Ainda existem oportunidades nas renováveis?

Acreditamos que sim. O reequilíbrio dos índices gera oportunidades, mas o segredo é sermos seletivos. As valorizações do hidrogénio, que ficou muito na moda, são difíceis de justificar. Assim, optámos por um posicionamento indireto na carteira através do investimento em empresas da cadeia de valor do hidrogénio, como as que fabricam células de combustível ou reservatórios (a Plastic Omnium, por exemplo).

Qual é a melhor forma de posicionar a carteira seguindo critérios ambientais?

A transformação verde já começou e já não é possível voltar atrás. Não há dúvida de que os investidores devem ter uma exposição a este setor, mas não de qualquer forma. No que diz respeito às questões ambientais, somos defensores acérrimos das abordagens de investimento ativas. O setor continua a estar relativamente concentrado, mas vão chegando cada vez mais empresas ao mercado: as empresas históricas estão a transformar os seus modelos de negócio e as especializadas estão a entrar em bolsa.

O objetivo da gestão ativa, no âmbito de uma estratégia de sustentabilidade, é discriminar as empresas que vão conseguir manter-se como líderes e continuar a ganhar quota de mercado e a gerar lucros das que simplesmente contribuem para a tendência bolsista.

Durante as correções de mercado, como a vivida ultimamente, é importante identificar as ações que ofereçam pontos de entrada interessantes e que nos permitam investir para os próximos cinco anos, uma vez que nunca adotamos uma abordagem a curto prazo.


*Fontes: IEA, Fieldtrip Kepler.

**MSCI Daily Net Total Return Europe. Fonte: Bloomberg, 1 de abril de 2021.


As rentabilidades passadas não são garantia de resultados futuros. O fundo não garante o capital investido nem qualquer remuneração. O comportamento do fundo pode ser explicado, em parte, pelos indicadores ESG das ações da carteira, mas estes não determinam por si só o comportamento do fundo. As opiniões e estimativas apresentadas traduzem o nosso critério e podem mudar sem aviso prévio, assim como as declarações relativas às tendências dos mercados financeiros, que se baseiam nas condições de mercado atuais.
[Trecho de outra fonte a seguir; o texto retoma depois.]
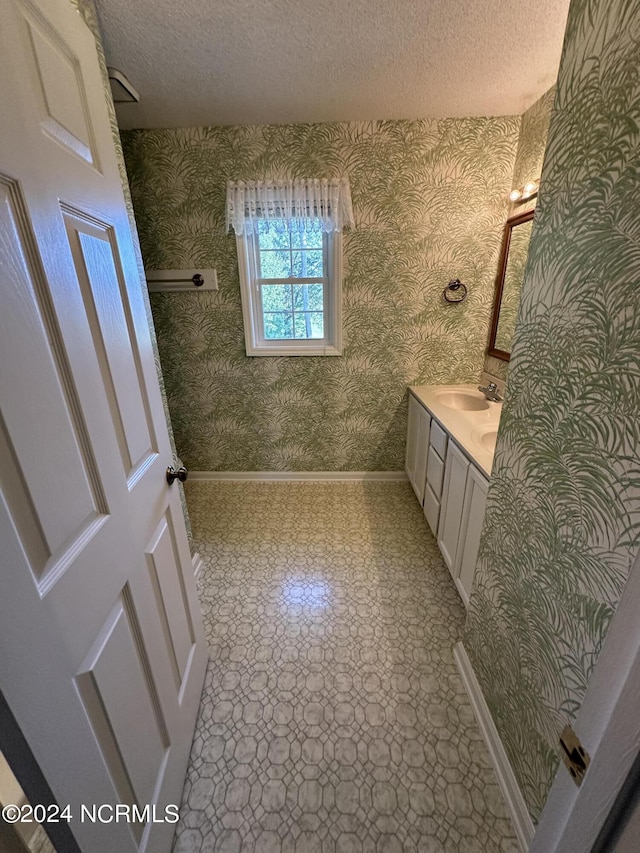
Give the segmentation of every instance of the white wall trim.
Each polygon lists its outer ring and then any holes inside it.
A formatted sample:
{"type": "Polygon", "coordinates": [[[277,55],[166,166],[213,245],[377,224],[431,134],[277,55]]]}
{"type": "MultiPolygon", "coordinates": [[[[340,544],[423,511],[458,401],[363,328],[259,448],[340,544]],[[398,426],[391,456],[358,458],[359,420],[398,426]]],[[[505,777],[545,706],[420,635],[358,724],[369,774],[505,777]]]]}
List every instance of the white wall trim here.
{"type": "Polygon", "coordinates": [[[476,715],[478,726],[489,750],[489,756],[498,784],[504,796],[511,820],[513,822],[518,842],[523,853],[529,849],[533,839],[535,827],[527,809],[524,797],[511,768],[507,753],[498,734],[495,723],[489,711],[482,689],[471,666],[471,661],[462,643],[456,643],[453,656],[458,665],[462,683],[469,695],[471,707],[476,715]]]}
{"type": "Polygon", "coordinates": [[[398,483],[406,480],[407,475],[404,471],[189,471],[189,479],[398,483]]]}
{"type": "Polygon", "coordinates": [[[191,565],[193,566],[193,576],[196,580],[200,577],[200,572],[204,567],[204,563],[202,561],[202,557],[198,554],[197,551],[194,552],[191,557],[191,565]]]}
Apesar de considerarmos as informações fornecidas fiáveis, estas não são exaustivas. Os dados e as previsões foram calculados ou elaborados com informações públicas que consideramos fiáveis. Não obstante, não verificámos essas informações de forma independente. Note que qualquer previsão tem as suas limitações, pelo que a SYCOMORE Asset Management não garante que estas previsões se cumpram.